They are referred to as unmanned aircraft (“UA”), unmanned aerial vehicles (“UAV”), unmanned aerial systems (“UAS”), remotely piloted aircraft (“RPA”), remotely piloted vehicles (“RPV”), and remotely piloted air systems (“RPAS”). Some of these terms are uniquely distinguishable from others, but they have all been found to fall under one generic category – drones. After all, “a rose is a rose . . .”—and you know the rest. To further sub-categorize, drones fall into two classes: fixed-wing drones that fly similar to an airplane; and vertical take-off and landing drones (“VTOL”), which are similar to helicopters. Although some VTOLs have more than four propellers, a typical VTOL has four propellers and is often referred to as either a “quadcopter” or “quad.” The quadcopter is the most popular drone among private users of drones.
With all of the publicity and discussion in the media about military drones, many people do not realize that individuals can purchase and own drones. Small quadcopters, about the size of an adult hand, can cost approximately $30, and have a range of up to 50 feet. Camera-equipped quadcopters, approximately 18 inches in diameter, can be purchased for as low as $150 while more sophisticated models can be of larger diameter and cost up to $3,000. Depending on the type of model and price, quadcopters can have a range of up to two miles and potentially reach altitudes of several hundred feet. Currently, no training or licensure is required to operate personal quadcopters. As a result of these factors, and the ease of take-offs and landings, quadcopters are gaining popularity in the recreational sector and certain businesses. One of the larger manufacturers of small quadcopters, DJI, is believed to sell approximately 10,000 units weekly. However, just as with the introduction of the automobile a little over a century ago, legal issues now loom on the horizon for drones and those who use them.

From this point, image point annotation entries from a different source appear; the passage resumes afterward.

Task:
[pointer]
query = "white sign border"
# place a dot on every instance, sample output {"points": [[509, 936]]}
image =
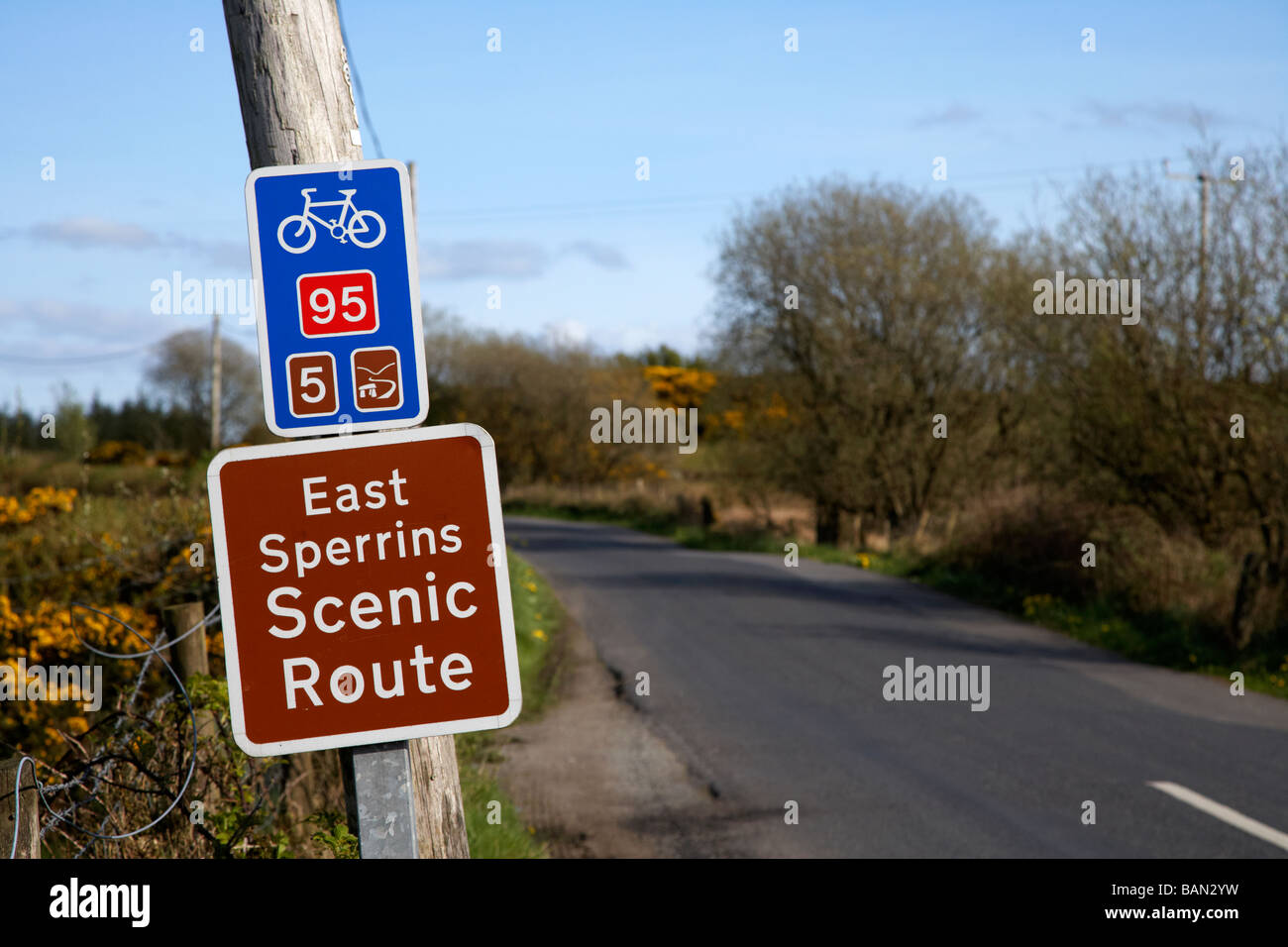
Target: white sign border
{"points": [[492, 488], [266, 368]]}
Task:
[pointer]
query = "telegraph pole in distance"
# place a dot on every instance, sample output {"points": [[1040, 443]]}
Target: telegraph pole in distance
{"points": [[296, 105]]}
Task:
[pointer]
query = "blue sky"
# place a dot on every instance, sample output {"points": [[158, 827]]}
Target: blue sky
{"points": [[527, 158]]}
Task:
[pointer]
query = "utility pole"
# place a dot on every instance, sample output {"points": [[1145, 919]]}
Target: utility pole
{"points": [[217, 382], [1205, 180], [296, 103]]}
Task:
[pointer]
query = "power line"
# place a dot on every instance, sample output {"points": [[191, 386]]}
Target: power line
{"points": [[696, 201], [76, 360]]}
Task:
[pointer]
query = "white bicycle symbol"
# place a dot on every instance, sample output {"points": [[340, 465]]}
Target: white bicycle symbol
{"points": [[361, 223]]}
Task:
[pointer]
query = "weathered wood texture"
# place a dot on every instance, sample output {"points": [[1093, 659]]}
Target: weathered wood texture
{"points": [[29, 814]]}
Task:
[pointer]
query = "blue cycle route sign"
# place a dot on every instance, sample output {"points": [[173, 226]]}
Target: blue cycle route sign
{"points": [[334, 257]]}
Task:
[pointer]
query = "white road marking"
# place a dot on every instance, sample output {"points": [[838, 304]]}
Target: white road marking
{"points": [[1225, 813]]}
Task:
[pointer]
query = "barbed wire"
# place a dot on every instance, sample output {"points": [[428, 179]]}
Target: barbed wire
{"points": [[102, 775]]}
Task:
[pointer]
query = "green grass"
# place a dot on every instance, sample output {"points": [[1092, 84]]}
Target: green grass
{"points": [[1170, 639], [539, 620]]}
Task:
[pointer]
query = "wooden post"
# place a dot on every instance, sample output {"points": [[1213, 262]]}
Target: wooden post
{"points": [[296, 103], [29, 813]]}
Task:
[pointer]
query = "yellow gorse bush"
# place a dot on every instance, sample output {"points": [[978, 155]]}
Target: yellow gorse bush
{"points": [[38, 501]]}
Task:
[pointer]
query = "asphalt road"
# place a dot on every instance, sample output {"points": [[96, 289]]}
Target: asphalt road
{"points": [[768, 682]]}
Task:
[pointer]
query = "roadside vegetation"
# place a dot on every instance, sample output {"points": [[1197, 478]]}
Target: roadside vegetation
{"points": [[89, 552], [880, 386]]}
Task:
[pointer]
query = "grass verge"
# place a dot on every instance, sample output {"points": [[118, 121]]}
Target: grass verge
{"points": [[539, 620]]}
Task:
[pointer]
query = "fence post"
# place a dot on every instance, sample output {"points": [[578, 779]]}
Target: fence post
{"points": [[29, 828], [189, 656]]}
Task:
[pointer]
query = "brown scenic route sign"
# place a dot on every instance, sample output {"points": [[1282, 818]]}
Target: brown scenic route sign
{"points": [[365, 589]]}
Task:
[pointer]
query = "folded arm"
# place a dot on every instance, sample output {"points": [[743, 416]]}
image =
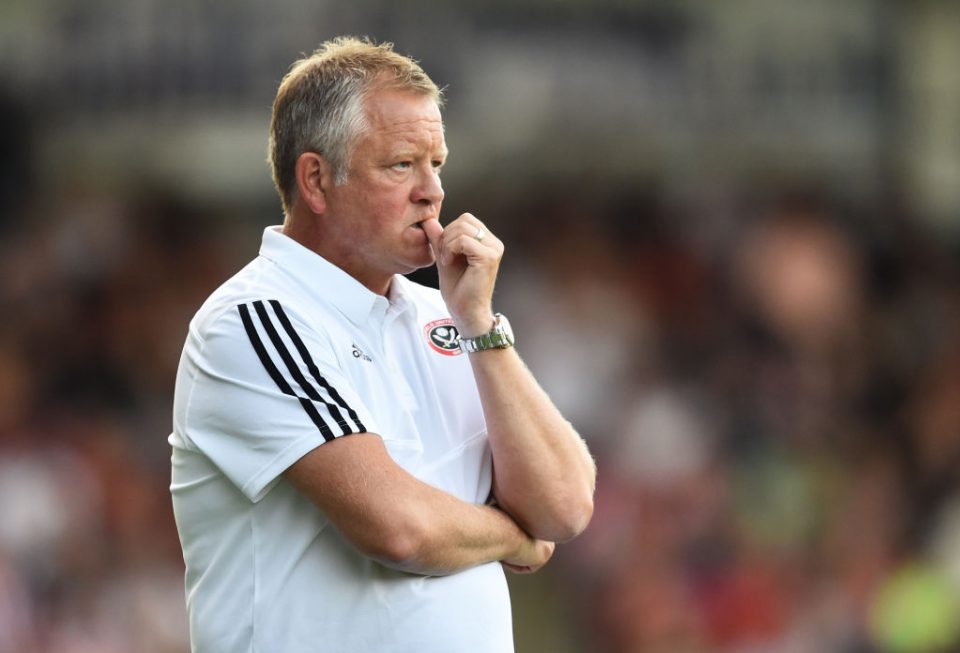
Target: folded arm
{"points": [[402, 522], [544, 475]]}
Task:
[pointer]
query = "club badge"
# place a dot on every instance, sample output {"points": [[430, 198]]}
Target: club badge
{"points": [[442, 335]]}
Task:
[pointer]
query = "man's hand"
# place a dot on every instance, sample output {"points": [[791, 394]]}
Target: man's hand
{"points": [[468, 257], [534, 555]]}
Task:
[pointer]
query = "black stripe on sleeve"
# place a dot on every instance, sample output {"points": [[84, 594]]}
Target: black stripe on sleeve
{"points": [[277, 377], [298, 343], [294, 369]]}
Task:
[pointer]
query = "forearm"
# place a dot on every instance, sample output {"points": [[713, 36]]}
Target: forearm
{"points": [[544, 474], [443, 535]]}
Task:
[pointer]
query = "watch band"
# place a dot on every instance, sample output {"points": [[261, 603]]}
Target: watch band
{"points": [[499, 337]]}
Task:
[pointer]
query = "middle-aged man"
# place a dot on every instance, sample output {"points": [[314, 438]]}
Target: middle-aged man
{"points": [[356, 458]]}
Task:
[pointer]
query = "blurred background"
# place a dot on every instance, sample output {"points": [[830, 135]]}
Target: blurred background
{"points": [[733, 232]]}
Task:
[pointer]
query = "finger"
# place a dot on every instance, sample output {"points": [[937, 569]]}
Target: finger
{"points": [[466, 245], [434, 231]]}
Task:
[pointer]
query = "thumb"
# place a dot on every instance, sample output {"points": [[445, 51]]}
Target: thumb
{"points": [[434, 232]]}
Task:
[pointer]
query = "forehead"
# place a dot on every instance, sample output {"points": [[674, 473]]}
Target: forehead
{"points": [[393, 114]]}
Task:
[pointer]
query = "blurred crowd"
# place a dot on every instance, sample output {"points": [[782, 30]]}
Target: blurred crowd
{"points": [[770, 385], [772, 389]]}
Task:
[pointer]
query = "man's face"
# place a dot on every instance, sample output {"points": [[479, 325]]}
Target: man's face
{"points": [[393, 185]]}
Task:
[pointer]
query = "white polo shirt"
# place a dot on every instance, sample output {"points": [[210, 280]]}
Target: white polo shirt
{"points": [[288, 354]]}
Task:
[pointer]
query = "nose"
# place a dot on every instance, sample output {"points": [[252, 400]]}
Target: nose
{"points": [[428, 189]]}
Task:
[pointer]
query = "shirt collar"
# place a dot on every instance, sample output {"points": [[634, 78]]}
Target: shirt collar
{"points": [[325, 282]]}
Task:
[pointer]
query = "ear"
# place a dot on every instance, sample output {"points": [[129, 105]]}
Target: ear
{"points": [[313, 179]]}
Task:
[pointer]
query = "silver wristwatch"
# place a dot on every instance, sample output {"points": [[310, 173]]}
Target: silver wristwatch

In all likelihood, the most prevalent types of legal issues involve personal injuries and property damage. For example, in a recent incident, while a photographer was attempting to secure aerial photographs of a bride and groom using a camera-equipped quadcopter, he lost control of it and it hit the groom in the head, causing lacerations to his eye and cheek. [Fortunately for the photographer, the groom was very forgiving and understanding.] In another incident in Virginia, a quadcopter crashed into a crowd of spectators watching an event and injured four people. In Manhattan, a quadcopter flew into the side of a high-rise building and plummeted to the sidewalk 300 feet below. Likewise, an athlete in an Australian triathlon was seriously injured when a quadcopter collided with her. While some injuries are caused by operators losing control of the device, other injuries result from the quadcopter simply falling from the sky after exceeding its range limit or from battery failure.
Aside from personal injury and property damage, using drones could result in other legal actions such as invasion of privacy and trespassing. Recently, in Portland, Oregon, a tenant spotted a quadcopter hovering outside a window of her 26th-floor apartment. As it turned out, the quadcopter was being operated by a developer who was photographing a site for a 20-story office building. One can imagine the claims that might be made if someone were to secure potentially embarrassing photographs of an individual who believes they are safely behind a high privacy fence.
At this time, private use of drones have been banned in all of America’s 401 national parks. This past April, a quadcopter disturbed a herd of bighorn sheep at Zion National Park, resulting in the adults becoming separated from the younger animals. But as with other developing technologies and hi-tech toys, drones are here and are gaining in popularity. Recreational owners of quadcopters should be sure that they are covered by liability insurance. Although specific language about “drones” is almost certainly lacking (at this point) in most homeowner insurance policies, some policies will generally cover personal injury and property damage resulting from quadcopters. Owners of quadcopters should either read their policies or contact their insurance companies to be certain. While homeowner policies might cover private personal use, coverage may not apply if quadcopters are used for business purposes (e.g., securing photos for sale or business use, etc.). But there can be a very fine line regarding what constitutes a business versus personal use, such as farmers using drones for monitoring their crops. At this point, under general policy coverages, claims and lawsuits for invasion of privacy and trespassing might not be covered. Some insurance companies provide coverage specifically for the operation of quadcopters. However, the cost of premiums may depend on the owner’s training and expertise in the operation of quadcopters, as well as the use to which it is put. The bottom line: having fun with this hobby can come at a cost, a cost for which you should be prepared.
[This is the first in a planned series of articles on the subject of legal issues related to personal drones and their use.]